# Cockapoo puppy - more cocker than poodle?



## Whiskey

Hi everyone! I have a 4 month old cockapoo puppy named Whiskey and he is looking more and more like a cocker spaniel everyday! Does anyone have an adult cockapoo that looked similar to Whiskey as a puppy that has pictures of what he/she looks like now? I'd be interested to see because I just can't seem to figure out how his fur's going to come in when he's an adult!


----------



## Lara10

Whiskey is really cute, he's similar to my cockerpoo Finley, he's 9 wks old and we love him no matter how he turns out however I can't help thinking he looks like a cocker spaniel I can't see anything that resembles a poodle, but he is beautiful, I will try to add a photo!!


----------



## Whiskey

Wow Finley is a cutie as well!!!  I can't wait to see what he looks like when he gets older too!

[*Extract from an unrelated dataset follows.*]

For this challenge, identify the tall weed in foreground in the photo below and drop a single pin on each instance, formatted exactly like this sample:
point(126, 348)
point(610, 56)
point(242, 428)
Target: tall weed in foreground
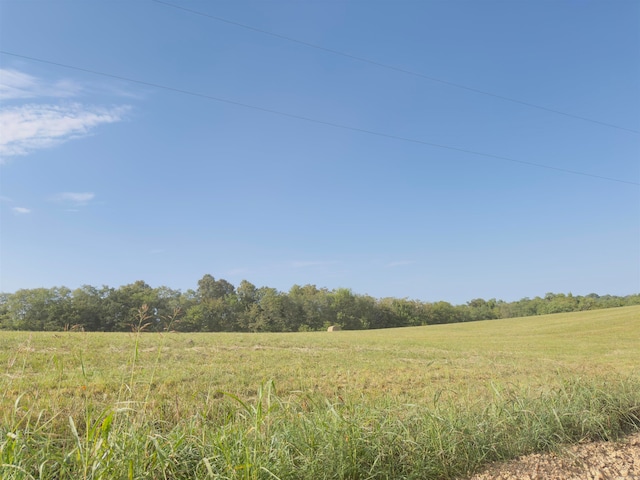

Thanks for the reply, it's good to see other cockapoo owners that are noticing the mostly cocker spaniel in their pup! They grow up so fast, Whiskey is now 11 lbs and I still remember what he was like as a 5 lb pup!


----------



## Walterpick

My puppy Walter is the same - no discernible poodle apart from his long legs (per the vet). His siblings were definitely more Cockapoo in looks but I think we just got the cocker one !

Walter was 14lbs at 12 weeks and per the vet is likely to be 30-40lbs and not the 18-20 quoted by the questionable breeder


----------



## GreenEnvy

Our 13 week old, Kira, also looks much more spaniel at this point.
She's 7.7 lbs now.

I haven't really noticed any shedding yet other than when brushing, but we'll see.


----------